A luglio l’azienda ha comunicato i dati ad interim di Fase 1/2a pubblicati sul New England Journal of Medicine, che hanno dimostrato che le risposte degli anticorpi neutralizzanti generate dal vaccino di Johnson & Johnson contro Covid-19 erano rimaste robuste e stabili fino a otto mesi dopo l’immunizzazione.

In previsione della potenziale necessità di richiami, J&J ha condotto uno studio di Fase 1/2a e uno studio di Fase 2 su individui che avevano in precedenza ricevuto il suo vaccino.

I dati ad interim di questi studi dimostrano che una dose di richiamo del vaccino di Johnson & Johnson contro Covid-19 ha generato un aumento rapido e robusto degli anticorpi, nove volte superiore rispetto a 28 giorni dopo la vaccinazione primaria a dose singola.

Aumenti significativi nelle risposte degli anticorpi sono stati osservati nei partecipanti tra 18 e 55 anni, e in quelli di età pari o superiore a 65 anni che hanno ricevuto una dose di richiamo ridotta. I riassunti dello studio sono stati presentati a medRxiv il 24 agosto.

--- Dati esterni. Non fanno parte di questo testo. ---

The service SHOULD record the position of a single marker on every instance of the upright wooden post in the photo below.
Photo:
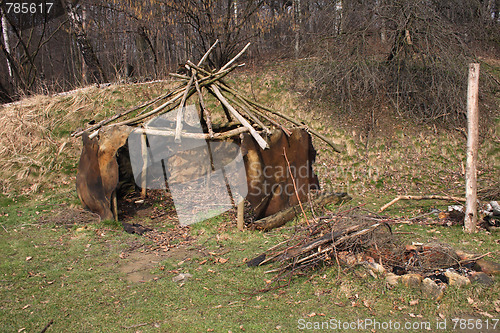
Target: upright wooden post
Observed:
(470, 221)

“Abbiamo appurato che una singola dose del nostro vaccino contro Covid-19 genera risposte immunitarie solide e robuste che sono durature e persistenti per otto mesi. Con questi dati, vediamo anche che una dose di richiamo del vaccino di Johnson & Johnson contro Covid-19 aumenta ulteriormente le risposte anticorpali tra i partecipanti allo studio che avevano precedentemente ricevuto il nostro vaccino”, ha dichiarato Mathai Mammen, Global Head, Janssen Research & Development, Johnson & Johnson.

“Non vediamo l’ora di confrontarci con i funzionari della salute pubblica per discutere di una potenziale strategia per il nostro vaccino Johnson & Johnson contro Covid-19, per un richiamo a otto mesi o più dopo la vaccinazione primaria a dose singola”.

L’Azienda è in contatto con la Food and Drug Administration (Fda) degli Stati Uniti, l’Agenzia Europea per i Medicinali (Ema) e altre autorità sanitarie per quanto riguarda la somministrazione del vaccino. Johnson & Johnson continua a generare e valutare attentamente i dati degli studi in corso e le evidenze che emergono dal mondo reale del suo anti-Covid.